Chapter 19 Inference in Logistic Regression

\(\newcommand{\E}{\mathrm{E}}\) \(\newcommand{\Var}{\mathrm{Var}}\) \(\newcommand{\bmx}{\mathbf{x}}\) \(\newcommand{\bmH}{\mathbf{H}}\) \(\newcommand{\bmI}{\mathbf{I}}\) \(\newcommand{\bmX}{\mathbf{X}}\) \(\newcommand{\bmy}{\mathbf{y}}\) \(\newcommand{\bmY}{\mathbf{Y}}\) \(\newcommand{\bmbeta}{\boldsymbol{\beta}}\) \(\newcommand{\bmepsilon}{\boldsymbol{\epsilon}}\) \(\newcommand{\bmmu}{\boldsymbol{\mu}}\) \(\newcommand{\bmSigma}{\boldsymbol{\Sigma}}\) \(\newcommand{\XtX}{\bmX^\mT\bmX}\) \(\newcommand{\mT}{\mathsf{T}}\) \(\newcommand{\XtXinv}{(\bmX^\mT\bmX)^{-1}}\)

19.1 Maximum Likelihood

For estimating \(\beta\)’s in the logistic regression model \[logit(p_i) = \beta_0 + \beta_1x_{i1} + \beta_2x_{i2} + \dots + \beta_kx_{ik},\] we can’t minimize the residual sum of squares like was done in linear regression. Instead, we use a statistical technique called maximum likelihood.

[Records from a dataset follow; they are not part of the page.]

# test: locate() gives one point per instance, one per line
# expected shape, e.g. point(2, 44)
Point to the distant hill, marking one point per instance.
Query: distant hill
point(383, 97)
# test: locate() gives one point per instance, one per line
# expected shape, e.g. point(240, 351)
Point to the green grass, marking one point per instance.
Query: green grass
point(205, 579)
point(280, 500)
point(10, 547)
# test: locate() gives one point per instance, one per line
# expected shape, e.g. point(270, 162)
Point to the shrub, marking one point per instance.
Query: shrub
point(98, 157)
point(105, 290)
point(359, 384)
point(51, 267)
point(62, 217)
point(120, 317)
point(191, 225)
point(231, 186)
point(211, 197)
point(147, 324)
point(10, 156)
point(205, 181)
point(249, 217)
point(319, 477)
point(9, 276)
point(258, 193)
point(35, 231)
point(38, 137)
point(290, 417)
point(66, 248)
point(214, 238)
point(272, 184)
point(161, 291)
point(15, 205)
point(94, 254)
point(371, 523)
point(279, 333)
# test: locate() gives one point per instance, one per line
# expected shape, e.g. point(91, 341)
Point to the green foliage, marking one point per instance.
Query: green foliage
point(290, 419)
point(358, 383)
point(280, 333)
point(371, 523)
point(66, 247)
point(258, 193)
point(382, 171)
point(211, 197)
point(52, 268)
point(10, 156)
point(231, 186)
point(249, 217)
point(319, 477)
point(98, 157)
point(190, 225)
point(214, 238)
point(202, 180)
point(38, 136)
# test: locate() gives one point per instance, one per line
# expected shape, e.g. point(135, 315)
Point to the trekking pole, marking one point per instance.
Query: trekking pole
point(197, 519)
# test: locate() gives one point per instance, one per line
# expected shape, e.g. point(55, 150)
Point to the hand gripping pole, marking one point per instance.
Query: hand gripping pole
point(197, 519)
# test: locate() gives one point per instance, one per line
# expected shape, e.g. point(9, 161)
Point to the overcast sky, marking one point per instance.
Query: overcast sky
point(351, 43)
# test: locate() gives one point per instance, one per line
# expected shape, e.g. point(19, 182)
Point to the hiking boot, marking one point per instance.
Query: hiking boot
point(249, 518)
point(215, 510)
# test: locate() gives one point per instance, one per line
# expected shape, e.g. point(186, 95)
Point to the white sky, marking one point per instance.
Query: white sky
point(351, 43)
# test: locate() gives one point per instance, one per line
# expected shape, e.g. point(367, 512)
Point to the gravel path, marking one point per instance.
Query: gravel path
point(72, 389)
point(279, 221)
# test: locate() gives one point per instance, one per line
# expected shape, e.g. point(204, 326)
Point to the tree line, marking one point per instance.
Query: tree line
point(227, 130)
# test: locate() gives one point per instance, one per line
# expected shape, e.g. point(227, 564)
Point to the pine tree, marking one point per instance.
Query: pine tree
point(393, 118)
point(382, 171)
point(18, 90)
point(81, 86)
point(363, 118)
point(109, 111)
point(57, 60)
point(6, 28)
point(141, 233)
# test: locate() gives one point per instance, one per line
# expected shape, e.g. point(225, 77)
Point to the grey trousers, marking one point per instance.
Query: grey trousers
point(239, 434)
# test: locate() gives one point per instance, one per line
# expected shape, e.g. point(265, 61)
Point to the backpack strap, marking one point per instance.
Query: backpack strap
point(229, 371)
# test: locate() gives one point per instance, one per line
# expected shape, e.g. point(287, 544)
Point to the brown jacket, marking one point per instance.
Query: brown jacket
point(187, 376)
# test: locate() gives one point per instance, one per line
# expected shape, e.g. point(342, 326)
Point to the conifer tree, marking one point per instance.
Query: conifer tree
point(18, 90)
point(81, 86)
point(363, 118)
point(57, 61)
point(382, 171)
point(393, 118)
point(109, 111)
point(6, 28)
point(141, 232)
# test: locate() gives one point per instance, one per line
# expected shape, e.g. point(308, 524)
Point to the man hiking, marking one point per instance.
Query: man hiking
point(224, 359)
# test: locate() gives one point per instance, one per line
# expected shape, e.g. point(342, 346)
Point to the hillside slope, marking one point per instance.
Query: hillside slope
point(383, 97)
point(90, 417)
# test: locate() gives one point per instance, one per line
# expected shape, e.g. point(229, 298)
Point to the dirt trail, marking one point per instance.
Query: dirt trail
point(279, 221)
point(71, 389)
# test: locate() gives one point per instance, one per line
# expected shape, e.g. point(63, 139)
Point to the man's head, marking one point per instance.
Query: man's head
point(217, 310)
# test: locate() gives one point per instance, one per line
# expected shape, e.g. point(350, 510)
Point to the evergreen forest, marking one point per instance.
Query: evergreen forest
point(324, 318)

To demonstrate the idea of maximum likelihood, we first consider examples of flipping a coin.

Example 19.1 Suppose we that we have a (possibly biased) coin that has probability \(p\) of landing heads. We flip it twice. What is the probability that we get two heads?

Consider the random variable \(Y_i\) such that \(Y_i= 1\) if the \(i\)th coin flip is heads, and \(Y_i = 0\) if the \(i\)th coin flip is tails. Clearly, \(P(Y_i=1) = p\) and \(P(Y_i=0) = 1- p\). More generally, we can write \(P(Y_i = y) = p^y(1-p)^{(1-y)}\). To determine the probability of getting two heads in two flips, we need to compute \(P(Y_1=1 \text{ and }Y_2 = 1)\). Since the flips are independent, we have \(P(Y_1=1 \text{ and }Y_2 = 1) = P(Y_1 = 1)P(Y_2 =1)= p*p = p^2\).

Using the same logic, we find the probabiltiy of obtaining two tails to be \((1-p)^2\).

Lastly, we could calculate the probability of obtaining 1 heads and 1 tails (from two coin flips) as \(p(1-p) + (1-p)p = 2p(1-p)\). Notice that we sum two values here, corresponding to different orderings: heads then tails or tails then heads. Both occurences lead to 1 heads and 1 tails in total.

Example 19.2 Suppose again we have a biased coin, that has probability \(p\) of landing heads. We flip it 100 times. What is the probability of getting 64 heads?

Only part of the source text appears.